Although some children are born at higher risk for psychopathy, what parents do still matters

Although some children are born at higher risk for developing psychopathy due to genetic variations that affect brain development, parents still play an important role. They can learn to use specific therapeutic techniques with their high-risk children which can reduce the chances that their child will develop psychopathy.  These techniques are not intuitive, so parent training is usually needed. 

Parents often feel guilty about their child’s mental disorders, including psychopathy. And it is common for parents–particularly mothers–to be blamed by others, including mental health providers, for their child’s disorders. For decades, psychiatrists and psychologists blamed disorders like autism and schizophrenia on, respectively, “refrigerator mothers” and “schizophrenogenic mothers”! But as scientific research on autism and schizophrenia accumulated, it became clear that these complex developmental disorders are not caused by specific parenting practices.

Similarly, research on psychopathy has made clear it is also not caused by specific parenting practices.

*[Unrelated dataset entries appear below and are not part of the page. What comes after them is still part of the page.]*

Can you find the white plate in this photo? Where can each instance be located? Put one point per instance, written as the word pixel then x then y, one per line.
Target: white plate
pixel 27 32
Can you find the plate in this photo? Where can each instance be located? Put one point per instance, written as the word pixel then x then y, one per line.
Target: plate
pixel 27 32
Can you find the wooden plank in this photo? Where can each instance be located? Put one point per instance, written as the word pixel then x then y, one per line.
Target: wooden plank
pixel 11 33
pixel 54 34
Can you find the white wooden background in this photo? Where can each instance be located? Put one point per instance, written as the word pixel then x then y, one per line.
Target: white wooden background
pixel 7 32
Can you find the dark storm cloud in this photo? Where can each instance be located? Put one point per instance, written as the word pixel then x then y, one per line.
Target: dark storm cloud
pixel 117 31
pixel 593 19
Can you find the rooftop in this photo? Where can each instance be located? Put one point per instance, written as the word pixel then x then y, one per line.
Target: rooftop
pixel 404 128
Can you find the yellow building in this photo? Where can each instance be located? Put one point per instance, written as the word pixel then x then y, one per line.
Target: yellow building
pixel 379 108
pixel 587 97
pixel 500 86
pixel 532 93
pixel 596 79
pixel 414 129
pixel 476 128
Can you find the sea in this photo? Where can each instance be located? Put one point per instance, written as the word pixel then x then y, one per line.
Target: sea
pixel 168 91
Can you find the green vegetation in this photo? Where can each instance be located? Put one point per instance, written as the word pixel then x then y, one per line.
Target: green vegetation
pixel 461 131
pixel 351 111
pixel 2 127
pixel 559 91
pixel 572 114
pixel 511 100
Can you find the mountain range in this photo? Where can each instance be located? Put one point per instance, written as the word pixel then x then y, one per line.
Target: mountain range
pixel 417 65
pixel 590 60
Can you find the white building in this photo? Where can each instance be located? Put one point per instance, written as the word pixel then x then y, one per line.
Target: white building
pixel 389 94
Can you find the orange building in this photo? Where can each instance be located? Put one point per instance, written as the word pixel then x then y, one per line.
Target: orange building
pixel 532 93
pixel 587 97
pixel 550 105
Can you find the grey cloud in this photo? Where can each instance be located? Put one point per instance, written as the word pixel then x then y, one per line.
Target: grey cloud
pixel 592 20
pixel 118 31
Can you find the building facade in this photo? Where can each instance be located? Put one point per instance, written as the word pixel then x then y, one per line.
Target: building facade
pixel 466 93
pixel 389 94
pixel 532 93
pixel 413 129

Most families in which a child has psychopathic traits also have other children without psychopathic traits. This makes it less plausible that the parents are causing their child’s psychopathic traits. Although scientific research shows that warm and responsive parenting has the potential to reduce the chances that a high-risk child will develop psychopathy, many children and adults with psychopathic traits have parents who are warm and responsive. 

It is of the utmost importance for parents, teachers and clinicians to understand that if a child develops psychopathic traits, it cannot be assumed their parents were cold and unresponsive. Unfortunately, it is still common for parents to be blamed if their child develops psychopathic traits.

What does it mean for a parent to be “warm and responsive?”

Warm parenting means showing your child positive emotion using your face, voice, and body. Warm parenting behaviors include smiling, speaking in a warm tone of voice, and using positive touch (for example, a gentle touch on the arm, a hug, or a high-five). Responsive parenting means responding appropriately to your child’s needs and emotions. Responsive parenting behaviors include, for example, expressing concern through your face and voice, listening attentively to your child’s concerns, asking questions, or offering a hug if your child is upset.

Some research suggests that children with psychopathic traits are less sensitive than other children to positive social and emotional cues. As a result, these children may benefit from unusually strong displays of positive emotion from their parents–beyond what parents would naturally use.

How parents can help children at risk for psychopathy

Parents can be trained to use specific behavioral techniques to improve their child’s symptoms. These techniques can be unintuitive. They often seem to be the opposite of what affected children want. But using these specific therapeutic parenting techniques can improve behavior and relationships in children with psychopathic traits similar to the way Applied Behavior Analysis (ABA) therapy can improve behavior and relationships in children with autism spectrum disorders.

It is important for parents of children with psychopathic traits to learn effective techniques in part because a child’s psychopathic traits can change parents’ behavior toward their child over time in maladaptive ways. For example, some children with psychopathic traits resist affection. So parents may become less verbally and/or physically affectionate because they believe that is what their child prefers. But children at risk for psychopathy may actually need more verbal and physical warmth from their parents than other children do.

If you are a parent of a child of any age with psychopathic traits, please know you are not alone. The researchers and clinicians who created Psychopathy Is are very sympathetic toward parents like you. We are working to create an alliance of parents  who are interested in helping to support further research and education on psychopathy, such as helping to raise funds for psychopathy research.